The finance bill for 2023, presented on Monday, provides in particular for 210 million euros in global operating allocation for communities. An insufficient envelope to deal with inflation according to the association of mayors of France.
This unexpected announcement, released on Twitter Monday September 26 in the middle of the afternoon while the finance bill (PLF) for 2023 had been presented with great fanfare in Bercy the same morning, will probably not change ‘Opinion local elected officials. “210 million euros in global operating endowment #DGF “will be allocated to local authorities, welcomed” their “minister, Caroline Cayeux. It is “a first for thirteen years, she still writes. 70 % of the municipalities will see their endowment maintained or increased”.
At the same time, the first delegate vice-president of the Association of Mayors of France, André Laignel, judged this PLF “overall calamitous”, specifying that the mayors will ask the parliamentarians to rewrite it completely. The body bringing together the departments (the ADF, assembly of the departments of France) is less severe, relating “some advances”.
Three “red lines” have been crossed, considers André Laignel. And one of them precisely concerns the DGF that Caroline Cayeux evokes in her tweet. All elected officials demanded that it follow inflation. It’s no. The 210 million announced by the minister are far from the account, estimates André Laignel, who anticipates a reduction in purchasing power of 1.2 billion euros for the municipalities due to inflation. Especially since the “safety net” voted in August will only apply in 2023, and would only concern “5,000” in 35,000.

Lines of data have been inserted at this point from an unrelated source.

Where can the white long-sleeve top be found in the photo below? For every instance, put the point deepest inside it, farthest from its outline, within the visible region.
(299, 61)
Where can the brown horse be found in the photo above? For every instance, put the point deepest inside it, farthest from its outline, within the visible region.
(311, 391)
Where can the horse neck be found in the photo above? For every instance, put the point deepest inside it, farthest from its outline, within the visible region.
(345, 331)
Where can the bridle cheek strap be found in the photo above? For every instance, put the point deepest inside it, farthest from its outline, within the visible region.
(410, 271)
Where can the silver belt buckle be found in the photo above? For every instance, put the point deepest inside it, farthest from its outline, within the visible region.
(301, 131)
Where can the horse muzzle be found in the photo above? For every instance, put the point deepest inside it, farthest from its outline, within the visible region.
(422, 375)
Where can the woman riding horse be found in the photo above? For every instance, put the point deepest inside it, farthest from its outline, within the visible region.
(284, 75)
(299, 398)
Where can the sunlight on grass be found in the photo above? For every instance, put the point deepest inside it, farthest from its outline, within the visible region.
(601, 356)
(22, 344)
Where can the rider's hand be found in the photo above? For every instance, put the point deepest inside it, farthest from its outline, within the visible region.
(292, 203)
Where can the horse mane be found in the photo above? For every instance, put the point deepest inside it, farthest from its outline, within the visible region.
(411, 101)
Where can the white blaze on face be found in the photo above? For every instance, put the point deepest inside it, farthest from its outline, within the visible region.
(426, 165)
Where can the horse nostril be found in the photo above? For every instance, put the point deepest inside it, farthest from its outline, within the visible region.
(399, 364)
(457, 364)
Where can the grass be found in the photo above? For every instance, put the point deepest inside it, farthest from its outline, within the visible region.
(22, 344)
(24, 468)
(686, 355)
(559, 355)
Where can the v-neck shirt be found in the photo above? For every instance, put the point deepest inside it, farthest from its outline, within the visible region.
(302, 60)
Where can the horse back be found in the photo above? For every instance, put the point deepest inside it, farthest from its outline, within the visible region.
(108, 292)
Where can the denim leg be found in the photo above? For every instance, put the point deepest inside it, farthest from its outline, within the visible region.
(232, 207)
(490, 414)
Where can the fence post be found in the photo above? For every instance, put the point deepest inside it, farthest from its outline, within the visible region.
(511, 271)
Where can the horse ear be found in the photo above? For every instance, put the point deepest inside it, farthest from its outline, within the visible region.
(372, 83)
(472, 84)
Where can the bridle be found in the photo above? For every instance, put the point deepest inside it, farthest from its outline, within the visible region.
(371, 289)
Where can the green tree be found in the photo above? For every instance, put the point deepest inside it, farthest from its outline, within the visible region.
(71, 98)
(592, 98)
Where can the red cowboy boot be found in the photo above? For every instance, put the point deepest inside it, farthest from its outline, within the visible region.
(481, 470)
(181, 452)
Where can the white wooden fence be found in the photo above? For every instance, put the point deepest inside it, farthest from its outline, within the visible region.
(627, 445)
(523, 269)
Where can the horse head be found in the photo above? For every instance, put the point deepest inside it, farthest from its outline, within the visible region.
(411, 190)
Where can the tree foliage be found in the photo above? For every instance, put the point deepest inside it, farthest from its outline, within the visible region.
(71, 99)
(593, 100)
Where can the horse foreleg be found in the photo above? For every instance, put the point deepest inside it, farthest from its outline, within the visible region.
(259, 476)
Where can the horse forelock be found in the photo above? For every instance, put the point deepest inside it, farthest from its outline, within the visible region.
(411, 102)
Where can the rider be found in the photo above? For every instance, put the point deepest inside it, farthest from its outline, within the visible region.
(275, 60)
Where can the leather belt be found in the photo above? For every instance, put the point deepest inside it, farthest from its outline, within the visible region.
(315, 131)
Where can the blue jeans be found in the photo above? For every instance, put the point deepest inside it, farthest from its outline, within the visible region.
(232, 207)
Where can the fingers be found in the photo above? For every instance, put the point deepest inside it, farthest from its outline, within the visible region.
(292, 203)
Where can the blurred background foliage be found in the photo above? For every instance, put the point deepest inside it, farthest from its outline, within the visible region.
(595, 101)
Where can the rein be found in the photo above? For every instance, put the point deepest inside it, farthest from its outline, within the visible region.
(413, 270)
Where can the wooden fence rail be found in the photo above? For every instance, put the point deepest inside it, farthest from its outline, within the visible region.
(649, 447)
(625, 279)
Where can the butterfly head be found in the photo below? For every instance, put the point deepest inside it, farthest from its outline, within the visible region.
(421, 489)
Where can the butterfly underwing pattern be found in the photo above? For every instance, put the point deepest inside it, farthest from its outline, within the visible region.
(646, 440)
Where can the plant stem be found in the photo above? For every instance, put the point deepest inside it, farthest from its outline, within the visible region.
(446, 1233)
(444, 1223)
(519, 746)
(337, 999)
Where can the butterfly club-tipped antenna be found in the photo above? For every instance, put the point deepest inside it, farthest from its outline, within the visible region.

reduction in purchasing power and effects perverted
The second hook concerns the abolition of the contribution on the added value of companies (CVAE). Elected officials are against. They consider that “it cuts the link between the territories and the economic world and it goes against an intelligent reindustrialisation policy”. This production tax, which benefits local communities, reports 8 billion euros per year. He will disappear in two stages, in 2023 and 2024.
Now, the PLF plans to “fully, sustainable and dynamic” compensation “: a part of VAT, which progresses more strongly than the CVAE, specifies the government. But, for André Laignel, the planned modalities will produce perverse effects, “enormous distortions” between the territories. The ADF is, again, less severe, seeing “a relative satisfaction point” in the calculation method.
Last stumbling block: the government asks local elected officials to participate in the recovery of the country’s public finances. However, if the ADF “agrees” on the idea of working with the State, the mayors consider that there is “no objective reason” to this requirement. “We do not participate in the deficit of France,” recalls André Laignel. As for the debt, that of the communities, “we are funding it ourselves”. The mayors recall, moreover, that they have already been “punctuated” by 46 billion euros since 2014.
The “confidence pact” proposed by Bercy in his budget project to achieve this is no more suitable for mayors. The objective is to strongly encourage communities to spend half a point less than inflation, each year. Even if it means cutting into their investment capacities. “Aberrant”, decides André Laignel.